The ROC plot above provides a visual analysis to examine the trade-off between the true positive rate and the false positive rate of the classifier. The predcreated_year model has little to no ability to discriminate between the positive and negative classes as it closely follows the dashed line, which represents no discriminatory power. On the other hand, the model being represented by the green curve predCountry has a good discriminative ability, particularly at thresholds where the curve is steepest. It is considerably better than random guessing due to its substantial departure from the diagonal line, which means that it has a lower false positive rate than a random classifier.

# Function to calculate predictions for numerical variables
mkPredN <- function(outCol, varCol, appCol) {
  # compute the cuts
  cuts <- unique(
  quantile(varCol, probs=seq(0, 1, 0.1), na.rm=T))
  # discretize the numerical columns
  varC <- cut(varCol,cuts)
  appC <- cut(appCol,cuts)
  mkPredC(outCol,varC,appC)
  }
for (v in numericVars) {
  pi <- paste('pred', v, sep='')
  dTrain[,pi] <- mkPredN(dTrain[,outcome], dTrain[,v], dTrain[,v])
  dCal[,pi] <- mkPredN(dTrain[,outcome], dTrain[,v], dCal[,v])
  dTest[,pi] <- mkPredN(dTrain[,outcome], dTrain[,v], dTest[,v])
  aucTrain <- calcAUC(dTrain[,pi], dTrain[,outcome])
  if(aucTrain >= 0.55) {
    aucCal <- calcAUC(dCal[,pi], dCal[,outcome])
    print(sprintf("%s: trainAUC: %4.3f; calibrationAUC: %4.3f", pi, aucTrain, aucCal))
  }
  }
## [1] "predsubscribers: trainAUC: 0.584; calibrationAUC: 0.571"
## [1] "predvideo.views: trainAUC: 0.591; calibrationAUC: 0.572"
## [1] "preduploads: trainAUC: 0.843; calibrationAUC: 0.815"
## [1] "predvideo_views_for_the_last_30_days: trainAUC: 0.728; calibrationAUC: 0.718"
## [1] "predsubscribers_for_last_30_days: trainAUC: 0.777; calibrationAUC: 0.789"

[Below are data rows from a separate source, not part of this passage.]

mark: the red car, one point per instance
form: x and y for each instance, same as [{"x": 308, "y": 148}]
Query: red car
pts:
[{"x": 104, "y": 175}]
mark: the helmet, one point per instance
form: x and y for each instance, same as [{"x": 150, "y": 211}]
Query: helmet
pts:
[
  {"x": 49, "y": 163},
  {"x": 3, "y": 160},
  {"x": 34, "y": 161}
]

All the numerical predictors have AUCs greater than 0.5, meaning all of them have some level of discriminatory power. The predictor with the strongest discriminatory power in the training data is preduploads with an AUC of 0.843. Notably, its performance on unseen data stands out with an AUC of 0.815. Overall, this predictor consistently demonstrate robust capabilities.

for (v in numericVars) {
aucs <- rep(0,100)
for (rep in 1:length(aucs)) {
useForCalRep <- rbinom(n=nrow(dTrainAll), size=1, prob=0.1) > 0
predRep <- mkPredN(dTrainAll[!useForCalRep, outcome],
dTrainAll[!useForCalRep, v],
dTrainAll[useForCalRep, v])
aucs[rep] <- calcAUC(predRep, dTrainAll[useForCalRep, outcome])
}
print(sprintf("%s: mean: %4.3f; sd: %4.3f", v, mean(aucs), sd(aucs)))
}
## [1] "subscribers: mean: 0.555; sd: 0.057"
## [1] "video.views: mean: 0.572; sd: 0.062"
## [1] "uploads: mean: 0.831; sd: 0.044"
## [1] "video_views_for_the_last_30_days: mean: 0.702; sd: 0.060"
## [1] "subscribers_for_last_30_days: mean: 0.776; sd: 0.044"

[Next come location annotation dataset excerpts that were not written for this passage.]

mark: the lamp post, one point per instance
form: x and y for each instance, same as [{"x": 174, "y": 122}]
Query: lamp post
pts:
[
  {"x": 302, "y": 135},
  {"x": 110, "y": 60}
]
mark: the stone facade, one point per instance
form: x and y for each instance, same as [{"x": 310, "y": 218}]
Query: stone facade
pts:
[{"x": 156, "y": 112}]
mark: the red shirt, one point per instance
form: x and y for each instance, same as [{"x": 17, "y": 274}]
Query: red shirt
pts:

After conducting a 100-fold cross-validation on the numerical predictors, uploads demonstrates the strongest ability to differentiate between classes, with a mean of 0.831 and a very small standard deviation of 0.044 while all predictors show reasonable performance consistency across the 100 cross-validation folds.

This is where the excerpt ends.